# RF5 GitHub Repo-Level Metrics

The following fields are included in the GitHub-based metrics analysis for Retro Funding 5:

1. `artifact_url`: Repository URL associated with the project based on the application. A project may have multiple repos in its application.
2. `project_name`: Name of the project.
3. `project_category_id`: Category ID of the project (1, 2, 3).
4. `num_contributors`: Total number of contributors before August 1, 2024. A contributor is defined as any non-bot user that has contributed to the repository (since 2015) by committing code directly to a repository, opening an issue, or opening/reviewing a pull request.
5. `num_trusted_contributors`: Number of trusted contributors before August 1, 2024. A subset of the contributors defined above, this is the number of contributors that are also in the top 420 of the [OpenRank](https://openrank.com/) developer trust score.
6. `num_contributors_last_6_months`: Number of contributors over the period Feburary 1, 2024 - August 1, 2024.
7. `num_stars`: Total number of stars as of September 23, 2024.
8. `num_trusted_stars`: Number of stars from trusted users before August 1, 2024. A subset of the stars defined above, this is the number of stars from users that are also in the top 420 of the [OpenRank](https://openrank.com/) developer trust score.
9. `trust_weighted_stars`: This metric is a percentage score between 0% and 100%, representing the sum of the reputation share of the developers who starred the repo.  If all developers in OpenRank developer ranking have starred a particular repo, the metric's value is going to be 100% for this particular repo. The more and the higher ranked developer who starred the repo, the higher the percentage value, the higher impact and quality of this repo.

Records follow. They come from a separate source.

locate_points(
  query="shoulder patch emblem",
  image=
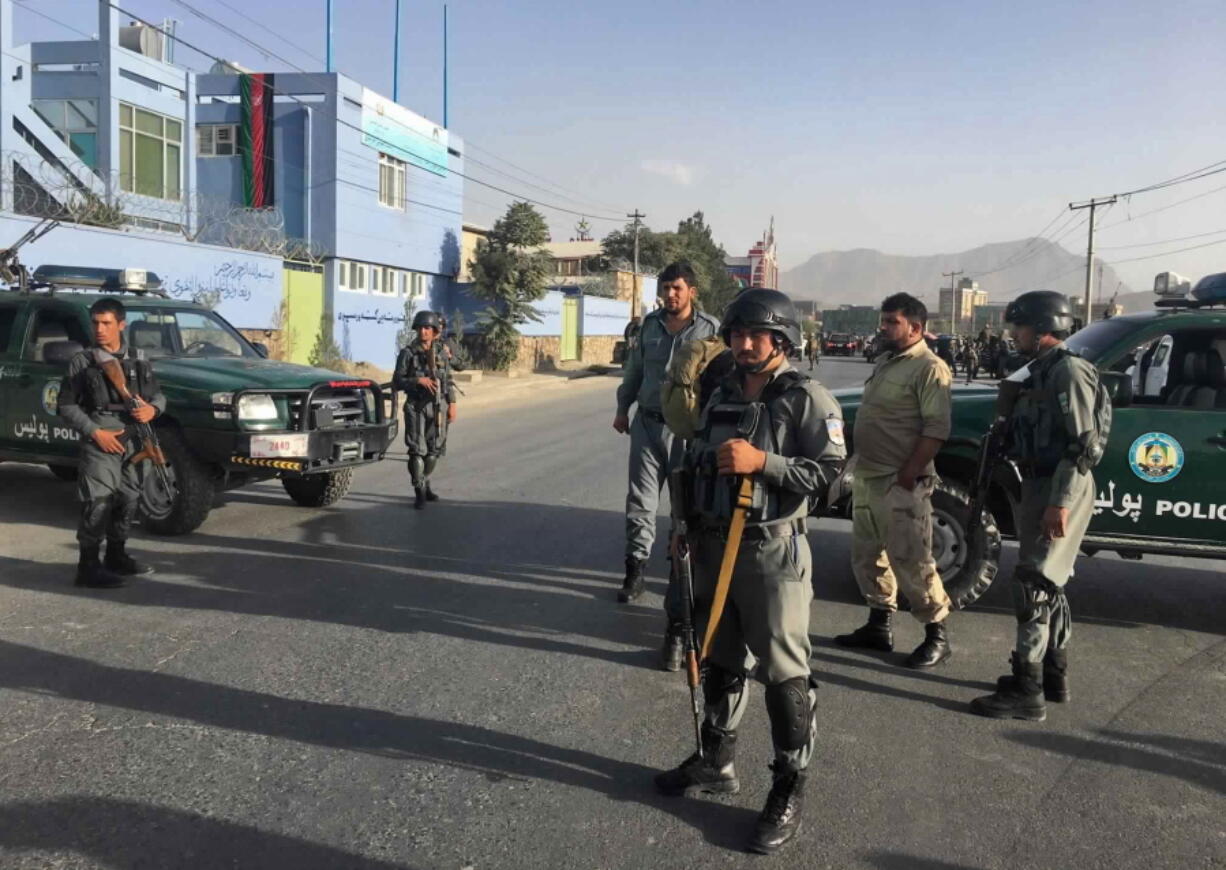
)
(834, 430)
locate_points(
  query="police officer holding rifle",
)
(108, 412)
(1056, 433)
(770, 440)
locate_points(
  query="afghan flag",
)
(255, 139)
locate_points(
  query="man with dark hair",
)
(423, 374)
(108, 484)
(780, 431)
(1057, 430)
(652, 447)
(902, 420)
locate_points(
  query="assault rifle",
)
(678, 496)
(992, 451)
(150, 447)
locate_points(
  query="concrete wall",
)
(248, 287)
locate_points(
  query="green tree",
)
(693, 243)
(509, 272)
(326, 354)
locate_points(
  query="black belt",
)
(779, 529)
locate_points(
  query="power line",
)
(269, 53)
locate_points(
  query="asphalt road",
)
(370, 686)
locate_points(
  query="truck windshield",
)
(164, 332)
(1094, 340)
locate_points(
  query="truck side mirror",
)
(60, 352)
(1119, 387)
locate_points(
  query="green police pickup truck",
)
(1161, 484)
(233, 417)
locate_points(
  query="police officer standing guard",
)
(902, 420)
(652, 447)
(784, 430)
(109, 485)
(423, 374)
(1057, 433)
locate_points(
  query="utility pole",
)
(955, 315)
(1089, 249)
(638, 289)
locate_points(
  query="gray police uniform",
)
(108, 485)
(652, 449)
(426, 413)
(1051, 431)
(766, 618)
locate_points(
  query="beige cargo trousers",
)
(891, 545)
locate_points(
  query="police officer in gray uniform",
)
(785, 430)
(652, 447)
(423, 374)
(1057, 433)
(108, 484)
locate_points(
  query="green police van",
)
(1161, 484)
(233, 416)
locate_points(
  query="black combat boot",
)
(92, 574)
(711, 772)
(634, 583)
(1056, 675)
(1019, 696)
(934, 648)
(875, 634)
(780, 819)
(118, 561)
(673, 652)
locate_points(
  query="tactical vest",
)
(103, 397)
(714, 494)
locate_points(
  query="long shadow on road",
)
(123, 833)
(410, 738)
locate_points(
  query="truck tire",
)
(966, 569)
(320, 489)
(191, 483)
(64, 472)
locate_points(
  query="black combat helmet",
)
(428, 319)
(1045, 310)
(760, 309)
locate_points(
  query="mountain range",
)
(864, 276)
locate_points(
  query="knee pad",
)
(717, 684)
(791, 714)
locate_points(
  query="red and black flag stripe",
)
(255, 139)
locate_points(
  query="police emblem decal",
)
(1155, 457)
(52, 398)
(834, 429)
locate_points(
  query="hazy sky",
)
(907, 126)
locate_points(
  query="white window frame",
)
(207, 143)
(392, 183)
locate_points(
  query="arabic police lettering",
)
(1191, 510)
(375, 316)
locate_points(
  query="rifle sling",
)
(736, 528)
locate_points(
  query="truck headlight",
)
(256, 407)
(223, 398)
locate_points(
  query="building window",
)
(150, 153)
(76, 123)
(216, 140)
(391, 181)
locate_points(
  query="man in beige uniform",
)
(901, 423)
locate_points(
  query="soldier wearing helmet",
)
(904, 418)
(423, 374)
(784, 430)
(1057, 430)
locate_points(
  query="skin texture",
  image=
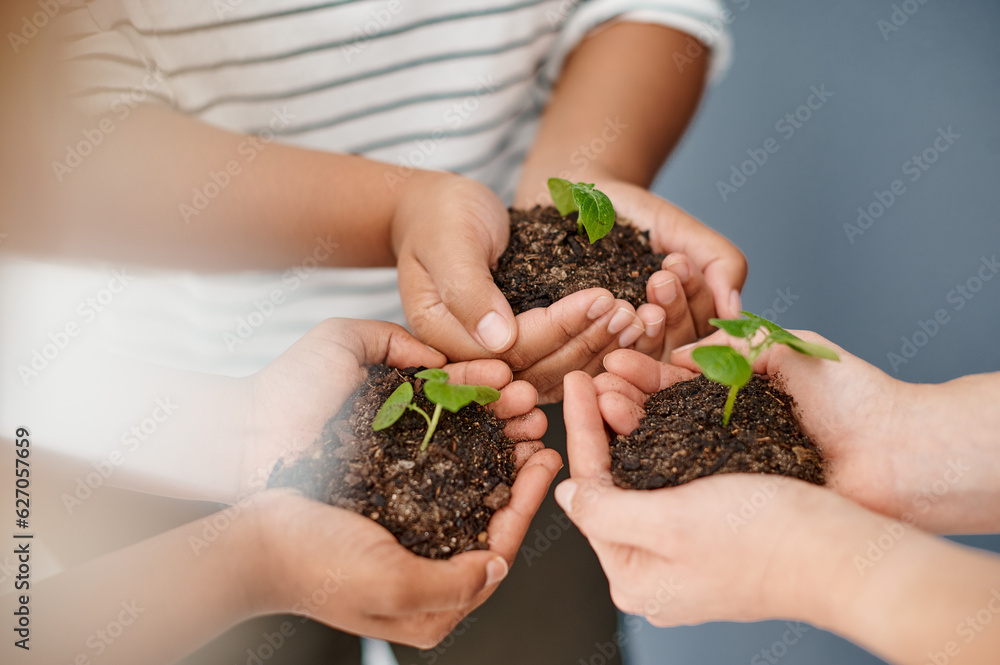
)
(744, 547)
(279, 547)
(619, 139)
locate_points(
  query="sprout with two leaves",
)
(726, 365)
(442, 394)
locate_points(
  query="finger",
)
(604, 512)
(644, 373)
(516, 399)
(620, 412)
(610, 382)
(418, 584)
(586, 440)
(700, 300)
(528, 427)
(509, 524)
(664, 289)
(543, 331)
(651, 342)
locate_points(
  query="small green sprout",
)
(453, 397)
(726, 365)
(597, 216)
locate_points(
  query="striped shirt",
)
(454, 85)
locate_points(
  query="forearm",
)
(619, 108)
(152, 602)
(169, 190)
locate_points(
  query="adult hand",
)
(447, 233)
(684, 555)
(885, 442)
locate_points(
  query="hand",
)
(878, 435)
(447, 233)
(387, 592)
(691, 554)
(702, 275)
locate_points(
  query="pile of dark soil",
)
(546, 259)
(681, 437)
(437, 503)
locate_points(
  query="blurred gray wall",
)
(893, 90)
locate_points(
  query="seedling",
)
(726, 365)
(444, 395)
(597, 216)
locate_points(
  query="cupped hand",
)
(860, 418)
(693, 553)
(447, 234)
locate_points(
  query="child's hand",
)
(447, 233)
(702, 275)
(292, 399)
(878, 435)
(692, 554)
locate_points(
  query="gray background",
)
(940, 69)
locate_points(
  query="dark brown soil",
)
(547, 260)
(681, 437)
(437, 503)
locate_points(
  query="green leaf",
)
(761, 322)
(597, 215)
(451, 396)
(562, 195)
(804, 347)
(740, 328)
(433, 374)
(394, 406)
(486, 395)
(723, 364)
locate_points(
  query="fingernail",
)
(734, 303)
(621, 320)
(665, 291)
(653, 329)
(631, 334)
(494, 331)
(600, 307)
(496, 570)
(679, 267)
(564, 494)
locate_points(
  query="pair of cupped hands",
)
(453, 306)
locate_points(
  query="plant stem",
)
(431, 426)
(729, 405)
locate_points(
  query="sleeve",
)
(705, 20)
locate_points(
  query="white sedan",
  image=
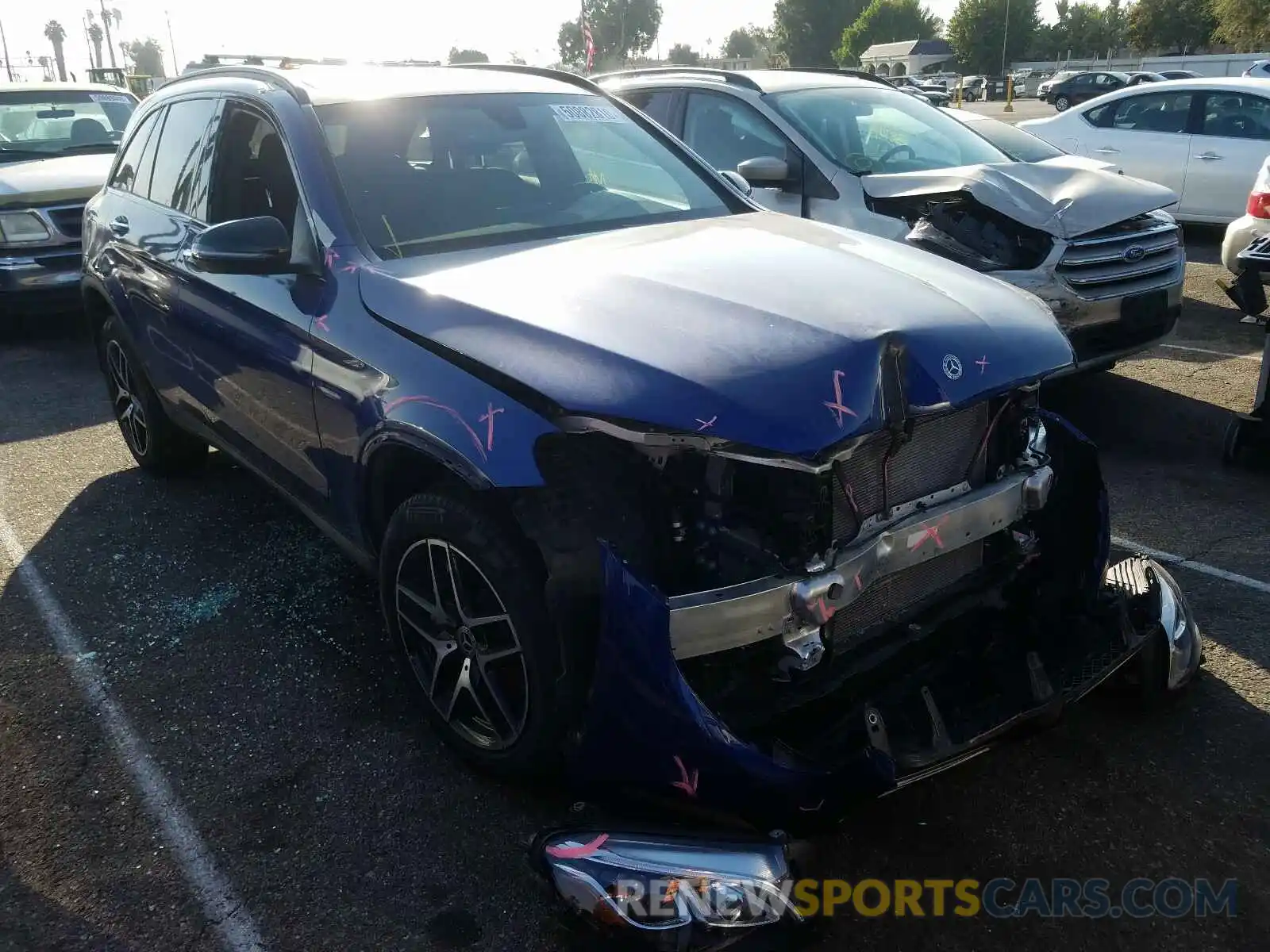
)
(1204, 139)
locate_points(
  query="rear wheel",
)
(463, 598)
(156, 442)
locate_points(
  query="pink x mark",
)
(837, 408)
(926, 532)
(685, 784)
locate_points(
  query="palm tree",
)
(110, 17)
(56, 36)
(94, 35)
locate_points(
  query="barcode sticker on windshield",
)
(587, 113)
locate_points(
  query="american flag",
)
(588, 41)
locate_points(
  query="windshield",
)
(36, 124)
(1018, 144)
(879, 131)
(427, 175)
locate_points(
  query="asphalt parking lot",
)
(247, 657)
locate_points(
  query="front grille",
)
(1109, 263)
(937, 457)
(69, 221)
(889, 598)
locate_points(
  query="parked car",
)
(1204, 139)
(972, 88)
(57, 141)
(630, 457)
(931, 92)
(1022, 146)
(855, 152)
(1043, 89)
(1083, 88)
(1254, 224)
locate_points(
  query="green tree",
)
(978, 33)
(56, 35)
(886, 21)
(741, 44)
(619, 29)
(148, 55)
(1172, 25)
(95, 36)
(1245, 25)
(810, 32)
(683, 55)
(457, 55)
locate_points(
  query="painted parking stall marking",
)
(215, 894)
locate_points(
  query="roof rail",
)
(736, 78)
(258, 73)
(833, 70)
(563, 75)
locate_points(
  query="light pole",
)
(4, 48)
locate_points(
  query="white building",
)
(907, 57)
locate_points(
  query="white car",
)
(854, 152)
(1204, 139)
(1254, 224)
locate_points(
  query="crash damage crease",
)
(1026, 619)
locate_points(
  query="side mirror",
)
(765, 171)
(243, 247)
(738, 181)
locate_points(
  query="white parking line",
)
(220, 903)
(1202, 568)
(1213, 353)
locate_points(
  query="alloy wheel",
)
(129, 410)
(461, 644)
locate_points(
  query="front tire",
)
(156, 442)
(463, 600)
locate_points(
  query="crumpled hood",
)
(1056, 198)
(759, 328)
(67, 178)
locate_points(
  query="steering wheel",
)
(897, 150)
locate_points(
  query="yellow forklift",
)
(140, 86)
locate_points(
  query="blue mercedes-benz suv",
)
(702, 501)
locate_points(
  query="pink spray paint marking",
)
(685, 784)
(837, 408)
(429, 401)
(488, 416)
(578, 852)
(929, 532)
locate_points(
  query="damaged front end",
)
(1110, 267)
(781, 639)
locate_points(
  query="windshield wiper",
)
(86, 146)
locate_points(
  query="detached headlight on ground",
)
(22, 228)
(677, 889)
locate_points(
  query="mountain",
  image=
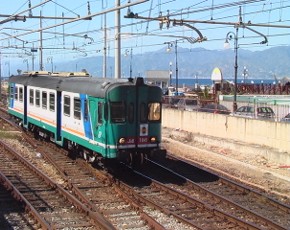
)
(267, 64)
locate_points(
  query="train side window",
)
(77, 108)
(100, 113)
(117, 110)
(31, 97)
(51, 102)
(44, 100)
(16, 93)
(154, 111)
(11, 92)
(66, 106)
(131, 113)
(20, 94)
(143, 113)
(37, 98)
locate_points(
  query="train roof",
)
(92, 86)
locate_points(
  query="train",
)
(100, 119)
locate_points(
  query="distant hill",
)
(266, 64)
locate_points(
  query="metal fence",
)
(280, 106)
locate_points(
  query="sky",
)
(84, 38)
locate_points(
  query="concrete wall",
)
(268, 133)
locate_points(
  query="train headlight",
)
(122, 140)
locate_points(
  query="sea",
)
(191, 82)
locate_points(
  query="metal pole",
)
(0, 75)
(170, 72)
(236, 70)
(117, 41)
(176, 65)
(40, 48)
(131, 63)
(105, 48)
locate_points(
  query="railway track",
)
(52, 206)
(13, 213)
(142, 200)
(235, 199)
(99, 192)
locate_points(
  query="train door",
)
(96, 108)
(25, 107)
(58, 116)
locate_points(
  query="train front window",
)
(154, 111)
(143, 113)
(20, 94)
(117, 112)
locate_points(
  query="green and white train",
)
(94, 117)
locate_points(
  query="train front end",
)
(135, 121)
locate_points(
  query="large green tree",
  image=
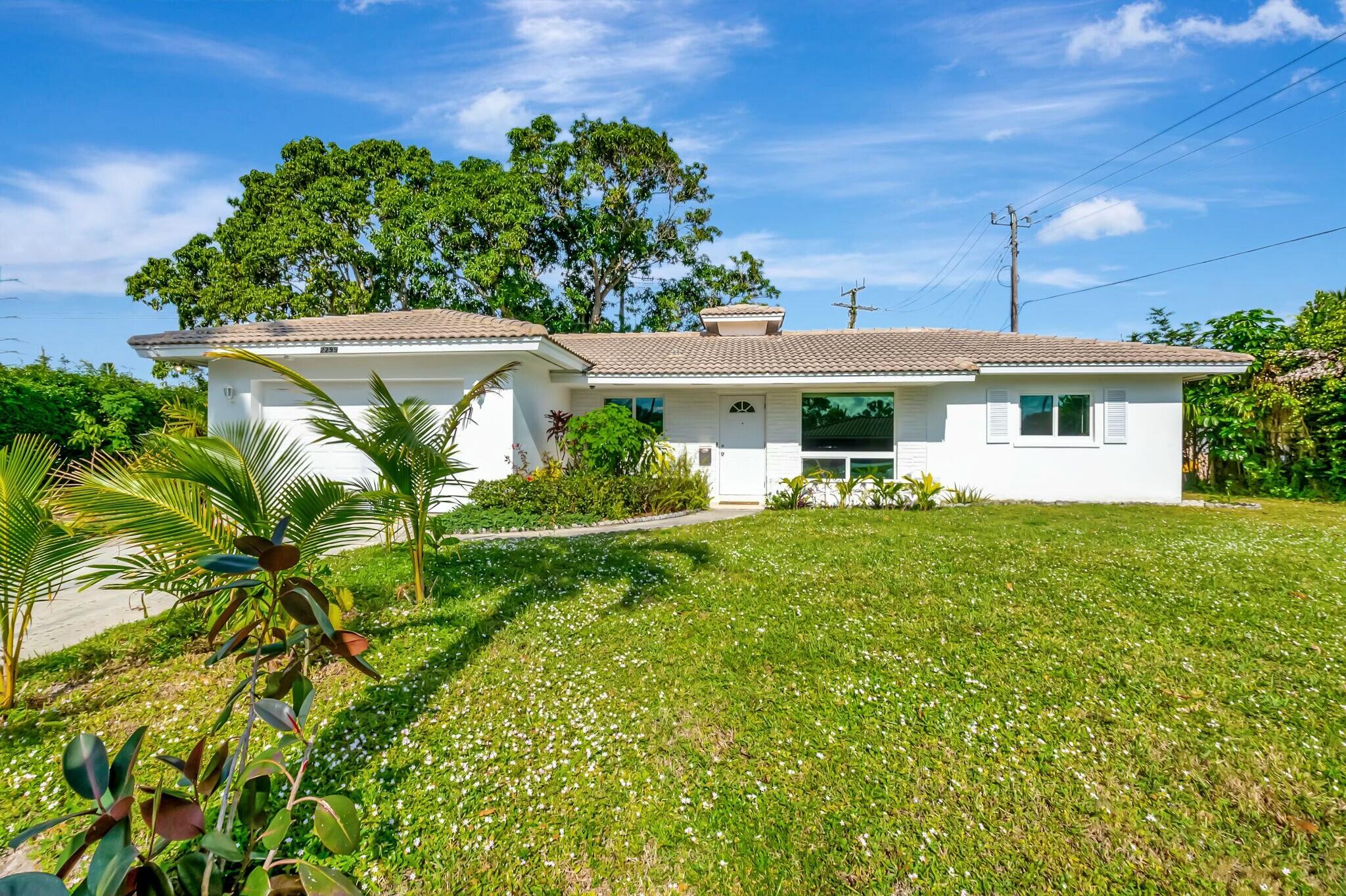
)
(620, 202)
(381, 227)
(675, 303)
(303, 240)
(1280, 427)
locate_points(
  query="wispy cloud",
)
(139, 37)
(1138, 26)
(1100, 217)
(580, 57)
(1059, 277)
(85, 228)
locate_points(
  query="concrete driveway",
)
(74, 615)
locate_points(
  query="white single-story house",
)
(1019, 416)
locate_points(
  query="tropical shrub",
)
(848, 489)
(609, 441)
(965, 495)
(922, 491)
(84, 408)
(37, 553)
(473, 518)
(213, 830)
(797, 493)
(595, 495)
(883, 494)
(413, 450)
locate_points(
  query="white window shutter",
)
(998, 416)
(1115, 416)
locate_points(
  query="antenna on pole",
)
(850, 305)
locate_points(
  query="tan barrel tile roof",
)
(818, 351)
(854, 351)
(431, 323)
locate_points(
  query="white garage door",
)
(285, 404)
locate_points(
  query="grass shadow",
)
(530, 572)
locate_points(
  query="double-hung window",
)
(848, 435)
(648, 411)
(1056, 418)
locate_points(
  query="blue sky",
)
(845, 139)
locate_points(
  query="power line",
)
(986, 286)
(1194, 264)
(941, 299)
(1190, 152)
(946, 261)
(1194, 171)
(976, 242)
(1176, 124)
(1151, 155)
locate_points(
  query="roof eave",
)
(540, 345)
(739, 380)
(1184, 368)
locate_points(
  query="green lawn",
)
(995, 700)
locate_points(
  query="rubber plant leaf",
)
(85, 765)
(337, 824)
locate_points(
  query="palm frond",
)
(152, 512)
(462, 409)
(37, 553)
(325, 517)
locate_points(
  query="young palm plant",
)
(38, 554)
(186, 497)
(412, 447)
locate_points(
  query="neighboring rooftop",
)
(431, 323)
(859, 351)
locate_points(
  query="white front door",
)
(742, 447)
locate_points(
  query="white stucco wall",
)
(942, 430)
(513, 414)
(1147, 467)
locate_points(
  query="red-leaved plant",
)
(151, 836)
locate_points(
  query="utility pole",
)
(1014, 223)
(850, 305)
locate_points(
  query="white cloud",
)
(131, 35)
(1138, 26)
(88, 227)
(1059, 277)
(484, 123)
(1102, 217)
(567, 58)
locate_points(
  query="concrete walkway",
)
(74, 615)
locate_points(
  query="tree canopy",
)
(599, 228)
(1280, 427)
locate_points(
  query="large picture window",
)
(648, 411)
(1063, 416)
(847, 423)
(848, 435)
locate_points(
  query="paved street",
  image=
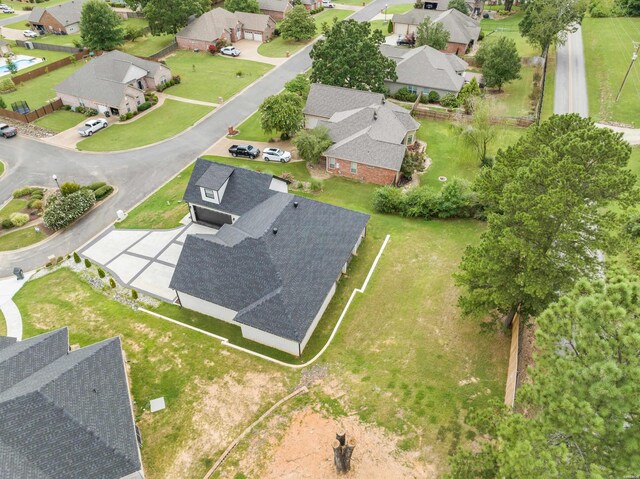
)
(571, 83)
(136, 173)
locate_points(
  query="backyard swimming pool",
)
(21, 61)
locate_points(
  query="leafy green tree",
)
(480, 133)
(499, 61)
(300, 85)
(548, 200)
(350, 57)
(460, 5)
(100, 26)
(298, 25)
(249, 6)
(432, 34)
(583, 399)
(283, 113)
(312, 143)
(547, 22)
(169, 16)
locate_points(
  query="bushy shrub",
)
(103, 192)
(69, 187)
(66, 209)
(403, 94)
(96, 185)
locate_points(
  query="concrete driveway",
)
(143, 259)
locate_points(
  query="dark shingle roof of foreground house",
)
(65, 414)
(276, 264)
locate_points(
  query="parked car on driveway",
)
(248, 151)
(276, 154)
(230, 51)
(7, 131)
(92, 126)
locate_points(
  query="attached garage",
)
(211, 217)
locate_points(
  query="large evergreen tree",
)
(583, 401)
(547, 200)
(169, 16)
(548, 22)
(350, 57)
(100, 27)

We calculate this metric by first calculating every developer's reputation share (%) based on their OpenRank score, then sum them up if they starred the target repo.
10. `num_forks`: Total number of forks as of September 23, 2024.
11. `num_trusted_forks`: Number of forks from trusted users before August 1, 2024. A subset of the forks defined above, this is the number of forks from users that are also in the top 420 of the [OpenRank](https://openrank.com/) developer trust score.
12. `trust_weighted_forks`: This metric is a percentage score between 0% and 100%, representing the sum of the reputation share of the developers who forked the repo. If all developers in OpenRank developer ranking have forked a particular repo, the metric's value is going to be 100% for this particular repo. The more and the higher ranked developer who forked the target repo, the higher the percentage value, the higher impact and quality of this repo. We calculate this metric by first calculating every developer's reputation share (%) based on their OpenRank score, then sum them up if they forked the target repo.
13. `trust_rank_for_repo_in_category`: Ranking of the repository's OpenRank trust score within its category. A score of 1 indicates the highest ranking repo in its category.
14. `age_of_project_years`: Age of the project in years, measured from the project's first public commit to August 1, 2024.
15. `license(s)`: License(s) used by the project.
16. `application_id`: Application ID in the sign-up and voting UIs.

In [1]:
from google.cloud import bigquery
import json
import os
import pandas as pd

In [2]:
# https://docs.opensource.observer/docs/get-started/
# add GCP project and credentials here

PROJECT = 'opensource-observer'
os.environ['GOOGLE_APPLICATION_CREDENTIALS'] = '../../../gcp_credentials.json'
client = bigquery.Client()

# Load and process the applications

In [3]:
applications = json.load(open("data/applications.json"))
print(len(applications))

147


In [4]:
projects_data = []

for app in applications:
    project = app.get('project', {})
    repos = project.get('repos', [])
    project_name = project.get('name')
    project_id = project.get('id')
    category_id = app['impactStatementAnswer'][0]['impactStatement']['categoryId']
    application_id = app['impactStatementAnswer'][0]['applicationId']

    if repos:
        for repo in repos:
            repo_url = repo.get('url', None)
            
            # fix one edge case
            if repo_url.lower() == 'https://github.com/protocolguild/membership':
                repo_url = 'https://github.com/protocolguild/documentation'

            projects_data.append({
                'project_name': project_name,
                'project_id': project_id,
                'application_id': application_id,
                'category_id': category_id,
                'repo_url': repo_url,
                'repo_name': repo.get('name', None)                
            })
    else:
        projects_data.append({
            'project_name': project_name,
            'project_id': project_id,
            'application_id': application_id,
            'category_id': category_id,
            'repo_url': None,
            'repo_name': None            
        })

df_projects = pd.DataFrame(projects_data)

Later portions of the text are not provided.